The Ethereum Foundation (EF) announced on February 24 that it has begun staking approximately 70,000 ethers (ETH) from the Treasury, equivalent to US$126 million. According to the statement, the fees earned will be reinvested into the company’s own treasury.
The foundation explained that it operates its own validators using open source programs such as Dirk and Vouch. This means that Keys to sign blocks will be distributed Distributed across different locations around the world, preventing centralization of control on a single server. Additionally, we combine our own infrastructure with external services to reduce the risk of technical failures and interruptions.
Similarly, the Foundation has indicated that it uses withdrawal credentials of type 0x02. This is a format intended to provide more flexibility in managing funds locked in staking.
Unlike the previous format, these credentials are “Management keys” that allow validator balances to be reorganized or transferredFor example, you can integrate validators or change the address that controls withdrawals without completely turning off or deactivating them. This facilitates operational management without interfering with consensus participation.
This announcement also means that the Foundation Build blocks directlyThat is, the validator itself selects and orders the transactions to include in each block, without delegating the task to a third party.
This means that we do not use a proponent-builder separation scheme (PBS), a model in which one actor only constructs a block and another actor proposes the block to the network, which is a common practice in revenue maximization strategies. In this case, the Foundation will carry out the entire verification process.
Criticism of Ethereum Foundation’s previous sales and reservations
The EF statement is in line with a strategy that began last year after some in the Ethereum community expressed displeasure. For repeated sales of ETH conducted by the Foundation. Some users said such sales could put downward pressure on asset prices.
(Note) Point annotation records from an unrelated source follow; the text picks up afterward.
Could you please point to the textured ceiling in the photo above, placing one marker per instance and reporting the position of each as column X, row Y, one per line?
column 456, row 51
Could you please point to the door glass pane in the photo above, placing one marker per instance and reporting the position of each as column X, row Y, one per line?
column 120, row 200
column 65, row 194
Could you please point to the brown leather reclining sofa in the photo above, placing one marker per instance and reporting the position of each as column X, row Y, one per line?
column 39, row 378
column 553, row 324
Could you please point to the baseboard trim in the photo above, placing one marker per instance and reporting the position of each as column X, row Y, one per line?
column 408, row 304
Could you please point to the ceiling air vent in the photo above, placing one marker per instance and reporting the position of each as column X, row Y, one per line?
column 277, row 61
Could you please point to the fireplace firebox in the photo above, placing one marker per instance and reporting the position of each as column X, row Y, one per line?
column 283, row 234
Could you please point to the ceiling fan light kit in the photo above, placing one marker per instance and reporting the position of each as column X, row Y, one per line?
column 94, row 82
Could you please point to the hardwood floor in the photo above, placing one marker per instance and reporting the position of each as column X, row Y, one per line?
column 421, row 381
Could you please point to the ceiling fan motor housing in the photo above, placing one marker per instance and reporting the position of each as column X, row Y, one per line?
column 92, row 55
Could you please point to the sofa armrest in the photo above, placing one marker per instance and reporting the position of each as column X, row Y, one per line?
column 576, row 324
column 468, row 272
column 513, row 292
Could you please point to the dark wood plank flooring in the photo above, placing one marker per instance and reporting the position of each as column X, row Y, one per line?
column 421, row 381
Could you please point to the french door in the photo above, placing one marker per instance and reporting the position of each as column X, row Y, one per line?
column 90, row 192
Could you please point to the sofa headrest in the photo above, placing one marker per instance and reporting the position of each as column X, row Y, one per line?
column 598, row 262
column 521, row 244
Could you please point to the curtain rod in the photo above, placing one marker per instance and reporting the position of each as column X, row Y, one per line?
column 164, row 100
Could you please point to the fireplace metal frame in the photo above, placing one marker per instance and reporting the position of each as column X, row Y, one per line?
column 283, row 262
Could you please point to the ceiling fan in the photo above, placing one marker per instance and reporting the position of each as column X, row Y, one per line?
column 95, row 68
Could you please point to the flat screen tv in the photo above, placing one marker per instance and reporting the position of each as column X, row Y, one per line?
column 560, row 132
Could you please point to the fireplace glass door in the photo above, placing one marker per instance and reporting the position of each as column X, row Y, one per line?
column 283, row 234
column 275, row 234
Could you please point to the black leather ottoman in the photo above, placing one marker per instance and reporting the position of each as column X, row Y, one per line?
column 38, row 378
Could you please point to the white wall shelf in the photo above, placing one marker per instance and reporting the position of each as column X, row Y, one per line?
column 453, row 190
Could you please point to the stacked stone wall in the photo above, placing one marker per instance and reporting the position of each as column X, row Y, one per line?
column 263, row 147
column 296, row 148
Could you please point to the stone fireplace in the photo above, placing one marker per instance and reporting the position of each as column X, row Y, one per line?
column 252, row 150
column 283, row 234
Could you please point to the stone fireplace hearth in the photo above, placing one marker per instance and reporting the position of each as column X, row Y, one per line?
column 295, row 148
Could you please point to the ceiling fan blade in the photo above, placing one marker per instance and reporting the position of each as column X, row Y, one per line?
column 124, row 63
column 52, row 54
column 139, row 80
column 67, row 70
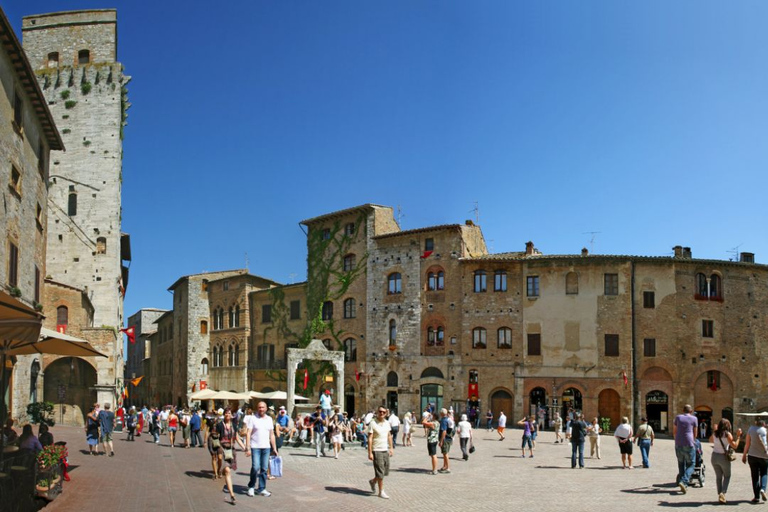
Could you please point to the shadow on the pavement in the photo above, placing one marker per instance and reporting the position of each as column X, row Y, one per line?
column 208, row 475
column 348, row 490
column 414, row 470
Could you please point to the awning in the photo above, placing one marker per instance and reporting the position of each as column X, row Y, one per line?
column 56, row 343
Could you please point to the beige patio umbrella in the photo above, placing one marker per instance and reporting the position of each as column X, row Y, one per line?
column 203, row 394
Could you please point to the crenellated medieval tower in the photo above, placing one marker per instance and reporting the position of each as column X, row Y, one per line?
column 75, row 57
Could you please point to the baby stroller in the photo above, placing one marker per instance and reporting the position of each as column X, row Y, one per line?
column 699, row 468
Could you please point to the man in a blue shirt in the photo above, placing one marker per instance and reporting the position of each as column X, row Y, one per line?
column 107, row 424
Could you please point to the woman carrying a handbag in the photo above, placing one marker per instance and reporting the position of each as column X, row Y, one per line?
column 722, row 454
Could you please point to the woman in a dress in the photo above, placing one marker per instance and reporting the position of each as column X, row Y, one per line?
column 92, row 431
column 228, row 437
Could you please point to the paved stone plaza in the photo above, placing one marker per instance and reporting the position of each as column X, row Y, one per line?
column 143, row 476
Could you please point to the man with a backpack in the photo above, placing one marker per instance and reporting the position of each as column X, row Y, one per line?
column 447, row 428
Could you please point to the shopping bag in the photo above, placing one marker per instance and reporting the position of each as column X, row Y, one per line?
column 276, row 466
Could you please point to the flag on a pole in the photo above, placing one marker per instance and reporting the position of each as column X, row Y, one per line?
column 131, row 333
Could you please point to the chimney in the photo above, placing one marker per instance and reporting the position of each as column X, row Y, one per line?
column 529, row 249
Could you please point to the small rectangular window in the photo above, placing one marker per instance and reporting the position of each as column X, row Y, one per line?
column 18, row 113
column 612, row 345
column 295, row 309
column 534, row 344
column 15, row 184
column 532, row 286
column 649, row 347
column 13, row 265
column 611, row 284
column 649, row 300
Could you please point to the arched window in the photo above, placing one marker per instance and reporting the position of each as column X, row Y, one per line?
column 350, row 350
column 479, row 338
column 715, row 290
column 327, row 310
column 571, row 283
column 394, row 283
column 481, row 281
column 349, row 308
column 62, row 317
column 349, row 262
column 436, row 281
column 72, row 204
column 432, row 372
column 504, row 335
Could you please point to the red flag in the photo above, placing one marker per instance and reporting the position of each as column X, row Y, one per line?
column 131, row 333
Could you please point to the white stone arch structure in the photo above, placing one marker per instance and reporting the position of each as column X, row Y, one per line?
column 315, row 351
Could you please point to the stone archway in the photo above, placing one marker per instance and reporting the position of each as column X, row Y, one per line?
column 69, row 383
column 315, row 351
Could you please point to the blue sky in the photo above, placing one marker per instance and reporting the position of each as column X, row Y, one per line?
column 643, row 121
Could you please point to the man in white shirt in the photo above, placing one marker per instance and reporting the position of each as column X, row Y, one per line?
column 380, row 449
column 394, row 422
column 261, row 434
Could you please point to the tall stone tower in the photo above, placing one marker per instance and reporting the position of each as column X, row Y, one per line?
column 74, row 55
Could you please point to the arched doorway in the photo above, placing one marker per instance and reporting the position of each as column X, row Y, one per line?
column 609, row 406
column 537, row 398
column 69, row 384
column 431, row 394
column 502, row 401
column 571, row 400
column 657, row 410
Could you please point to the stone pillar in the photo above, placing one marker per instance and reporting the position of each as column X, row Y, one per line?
column 339, row 384
column 292, row 363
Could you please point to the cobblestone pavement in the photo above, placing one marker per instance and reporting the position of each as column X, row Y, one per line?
column 145, row 476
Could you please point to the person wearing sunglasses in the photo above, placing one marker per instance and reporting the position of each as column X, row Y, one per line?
column 380, row 450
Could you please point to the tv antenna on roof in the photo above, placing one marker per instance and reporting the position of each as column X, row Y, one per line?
column 735, row 252
column 591, row 239
column 476, row 211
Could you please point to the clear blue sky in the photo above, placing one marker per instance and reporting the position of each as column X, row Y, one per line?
column 643, row 121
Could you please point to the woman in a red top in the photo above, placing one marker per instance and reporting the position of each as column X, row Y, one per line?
column 173, row 426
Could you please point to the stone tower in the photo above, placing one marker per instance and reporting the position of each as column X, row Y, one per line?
column 74, row 55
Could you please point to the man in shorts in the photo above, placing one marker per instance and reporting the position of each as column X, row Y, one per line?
column 380, row 450
column 446, row 439
column 432, row 427
column 107, row 425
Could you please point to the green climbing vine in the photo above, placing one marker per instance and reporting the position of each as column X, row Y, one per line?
column 327, row 280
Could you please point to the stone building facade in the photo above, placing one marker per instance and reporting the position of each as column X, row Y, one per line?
column 28, row 134
column 72, row 56
column 446, row 322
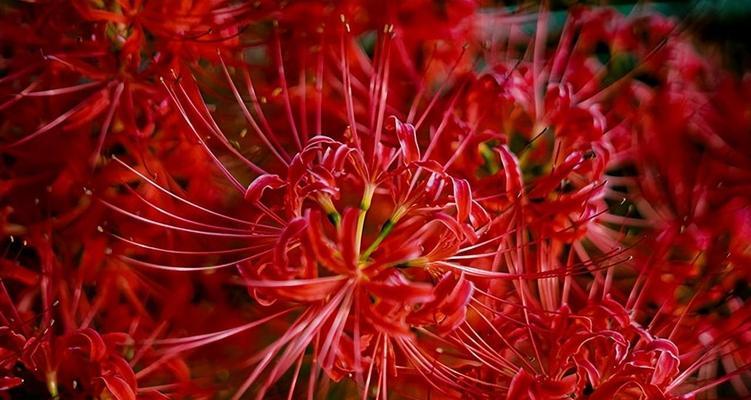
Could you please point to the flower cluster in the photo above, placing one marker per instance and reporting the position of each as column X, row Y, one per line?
column 359, row 199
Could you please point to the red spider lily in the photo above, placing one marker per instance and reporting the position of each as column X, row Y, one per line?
column 370, row 199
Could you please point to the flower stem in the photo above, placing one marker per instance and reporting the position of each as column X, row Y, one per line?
column 388, row 226
column 367, row 197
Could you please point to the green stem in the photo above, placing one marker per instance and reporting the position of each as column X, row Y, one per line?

Following criticism, as reported by CriptoNoticias in January 2025; This organization has chosen to engage in decentralized finance (DeFi) protocols As an alternative to managing reserves without relying solely on direct market sales.
The organization currently maintains a total of 172,000 ETH of its holdings, according to data from on-chain analytics firm Arcam. Equivalent to approximately $314 million As of this writing.
The decision to participate in network staking further deepens this new strategic path. Rather than selling ETH to fund its operations, EF seeks to earn income by participating in Ethereum’s consensus mechanism (proof of stake, PoS).
Finally, as reported by CriptoNoticias, Vitalik Buterin himself announced strategic changes for the Ethereum Foundation, with the organization entering a period of “mild austerity.”